# Thread: Showing a prime in an arithmetic progression

1. ## Showing a prime in an arithmetic progression

Hello I am stuck on this problem and I need some help on how to do this.

Show that if p is a prime in the arithmetic progression 3n+1, n = 1,2,3,.... then it is also in the arithmetic progression 6n+1, n=1,2,3,.......

2. ## Re: Showing a prime in an arithmetic progression

Start with an assumption. Assume that $3n+1$ is prime. What do you know about all primes that are bigger than $3(1)+1$?

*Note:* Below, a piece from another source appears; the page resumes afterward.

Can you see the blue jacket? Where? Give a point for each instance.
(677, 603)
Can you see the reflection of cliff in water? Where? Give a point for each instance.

3. ## Re: Showing a prime in an arithmetic progression

First, any number in the sequence 6n+ 1= 3(2n)+ 1 is also in the sequence 3n+1. To go the other way, from 3n+ 1 to 6m+ 1, we must have n= 2m, that is, n is even. 3n+ 1, with n odd, is even so every prime in the series 3n+1, which must be odd is of that form.

4. ## Re: Showing a prime in an arithmetic progression

Originally Posted by HallsofIvy
First, any number in the sequence 6n+ 1= 3(2n)+ 1 is also in the sequence 3n+1. To go the other way, from 3n+ 1 to 6m+ 1, we must have n= 2m, that is, n is even. 3n+ 1, with n odd, is even so every prime in the series 3n+1, which must be odd is of that form.
And that's what I was getting at with my question about primes bigger than 3(1)+1. They are all odd.

5. ## Re: Showing a prime in an arithmetic progression

Oh I see now thank you so much guys!